Swap gravy for… a wet food!
A rich, meaty gravy might seem like a great way to beef up a pet’s usual kibble for a festive luxury but gravy is a cocktail of hazards for a pet. Between the onions and garlic (both poisonous in concentrated form) and high levels of fat and salt it is not the best food for a pet. Instead consider pouring hot water on kibble to turn it into a flavoursome gravy (wait until it’s cooled before giving it to your pet) or consider a high-quality canned food in a gravy or jelly specially formulated for animals.
Swap fat trimmings for… meat!
Giving trimmed-off fat to your pet is often seen as a way to reduce waste while giving them a little treat but it can lead to weight gain and pancreatitis. It is much better to spare a little lean meat as a special indulgence. Turkey breast is particularly good.
Swap pigs-in-blankets for… turkey and bacon bites!
We all love a bacon-wrapped sausage from time to time, and dogs certainly tend to dribble at the faintest whiff of bacon. The fact is that sausages and bacon are both high in fat and salt which can result into weight gain, pancreatitis, kidney stress and hypertension in pets.
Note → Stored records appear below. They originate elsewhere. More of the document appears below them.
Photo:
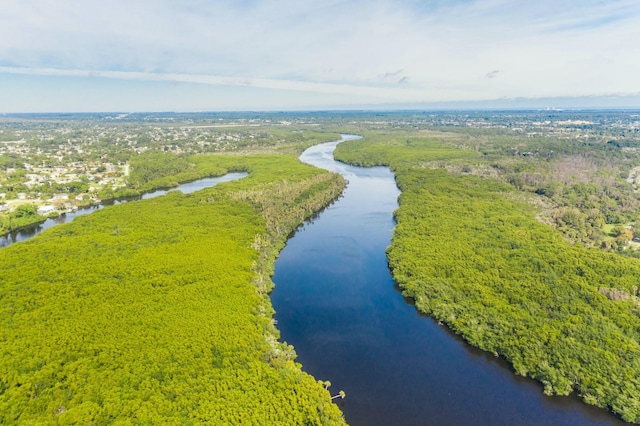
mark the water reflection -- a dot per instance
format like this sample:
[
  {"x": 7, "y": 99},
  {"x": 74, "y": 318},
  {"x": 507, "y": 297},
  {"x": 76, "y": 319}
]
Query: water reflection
[
  {"x": 337, "y": 304},
  {"x": 186, "y": 188}
]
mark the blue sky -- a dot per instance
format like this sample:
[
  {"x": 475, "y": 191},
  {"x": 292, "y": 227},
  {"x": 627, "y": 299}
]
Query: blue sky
[{"x": 176, "y": 55}]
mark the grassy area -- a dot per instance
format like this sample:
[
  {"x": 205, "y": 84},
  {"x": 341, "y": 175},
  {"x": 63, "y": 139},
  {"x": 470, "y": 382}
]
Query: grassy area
[
  {"x": 156, "y": 311},
  {"x": 474, "y": 256}
]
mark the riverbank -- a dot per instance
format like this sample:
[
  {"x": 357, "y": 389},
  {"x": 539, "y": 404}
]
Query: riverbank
[
  {"x": 507, "y": 283},
  {"x": 169, "y": 316}
]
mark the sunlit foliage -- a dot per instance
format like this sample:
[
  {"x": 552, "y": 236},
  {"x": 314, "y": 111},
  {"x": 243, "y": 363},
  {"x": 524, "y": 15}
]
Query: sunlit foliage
[
  {"x": 156, "y": 311},
  {"x": 476, "y": 259}
]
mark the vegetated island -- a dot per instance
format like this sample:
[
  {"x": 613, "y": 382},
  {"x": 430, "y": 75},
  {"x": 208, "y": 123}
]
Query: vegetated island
[
  {"x": 158, "y": 311},
  {"x": 473, "y": 248}
]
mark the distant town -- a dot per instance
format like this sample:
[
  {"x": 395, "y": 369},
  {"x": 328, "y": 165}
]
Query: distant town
[{"x": 59, "y": 162}]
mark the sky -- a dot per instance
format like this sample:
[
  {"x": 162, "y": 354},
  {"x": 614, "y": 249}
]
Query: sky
[{"x": 217, "y": 55}]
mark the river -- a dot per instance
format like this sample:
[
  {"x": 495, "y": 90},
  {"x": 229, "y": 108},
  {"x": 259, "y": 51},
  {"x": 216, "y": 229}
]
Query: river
[
  {"x": 337, "y": 305},
  {"x": 24, "y": 234}
]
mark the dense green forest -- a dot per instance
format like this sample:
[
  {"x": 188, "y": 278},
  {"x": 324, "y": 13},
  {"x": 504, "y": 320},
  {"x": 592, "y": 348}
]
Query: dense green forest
[
  {"x": 471, "y": 249},
  {"x": 157, "y": 311}
]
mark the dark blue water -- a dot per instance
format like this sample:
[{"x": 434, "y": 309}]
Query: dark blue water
[
  {"x": 336, "y": 303},
  {"x": 31, "y": 231}
]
Luckily there are treats around which are a little healthier.
Swap mince pies for… pet mince pies!
It’s long been in contention whether refined flour is good for humans, let alone our pets. With ingredients in traditional mince pies including butter, sugar and suet, which are unhealthy for pets, and raisins which are poisonous for dogs, it’s best to keep these well out of the way of enquiring noses. There are plenty of recipes available that contain lean turkey mince and are sugar, wheat and dairy-free so that your pet can have a festive pie that will taste good and do good.
Swap roast potatoes for… mashed sweet potatoes!
White potatoes contain quite a lot of starch, and when they’re roasted they soak up fat and salt. Flavourings like garlic are also harmful. Instead you can whip up a batch of mashed sweet potato which is full of B and C vitamins, making it a delicious, tasty food. Just boil them and give them a squash with a fork. Don’t season them or add anything, they’re fine as they are! You can even bake them plain and scoop them out, but remember to leave them to cool before you feed them to your pet!
Swap Christmas Biscuits for… homemade pet biscuits!
It can be tricky to resist the wide-eyed pleading of a pet if you have a biscuit in your hand, but even a basic biscuit has flour, sugar and butter in it, none of which are very good for animals. That’s without the added dangers of raisins, chocolate or macadamia nuts which are all poisonous. Instead, try making homemade pet biscuits. They’re so quick and easy to make, and your pet will thank you for it! Kept in an airtight container they will last until New Year, unless your pet munches them all.
Swap kedgeree for… rice and eggs!
If your house is anything like mine, a kedgeree on Boxing Day is a must-have for turkey-weary palates and, luckily, a lot of the ingredients are great for pets too. A small amount of rice, boiled egg and unseasoned, cooked white fish will provide a host of health benefits for your pampered pet, just remember that moderation is the key.